More than one-third of banks are failing to tackle data quality issues when it comes to stress tests.
A total 35% of banks find it difficult to manage data requirements and aggregate data, found a SAS-sponsored study of more than 100 senior banking officials across Europe and the US.
That included the quality of information they collected during stress tests, introduced by the European Banking Authority and the US Federal Reserve following the 2008-09 financial crisis to try and prevent a repeat.
Brooke Upton, SAS’s senior product marketing manager for risk, said: "Banks are really struggling with data quality and a lot of that has to do with aggregating the data, and combining that data to present it in an accurate and reliable format to produce good results."
More than a quarter told SAS they had only a basic stress testing framework, but 34% said theirs were well-developed, yet still many found the process challenging.

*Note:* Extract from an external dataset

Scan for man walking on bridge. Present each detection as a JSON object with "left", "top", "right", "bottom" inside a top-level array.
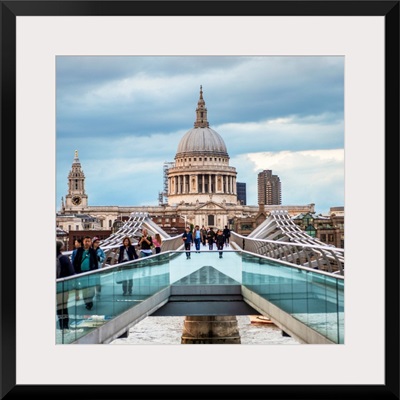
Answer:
[{"left": 182, "top": 226, "right": 193, "bottom": 260}]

The second-most cited issue was finding the right skills for stress testing, despite Citigroup bolstering its regulatory and compliance teams by 30,000 staff this year and Deutsche Bank doubling its compliance budget and adding 500 resources including staff.
Upton said this resulted in a lack of data sharing across different teams within banks.
"Banks are having a difficult time acquiring and retaining human capital and resources," she said. "They don’t have enough skills and expertise in the regulatory space. There’s a lot of manual intervention to actually collaborate the data across lines of business, there’s a lot of manual intervention and reliance on spreadsheets."
She added banks must make automating data sharing a priority, before using stress test data to inform business decisions, rather than seeing it simply as something they have to do – which 41% of respondents were guilty of.
Upton said: "They’re using it primarily as a compliance tool and 44%, which is alarming, do not involve their executive management at all. It’s critical analytical tools are used to help banks along the maturity curve."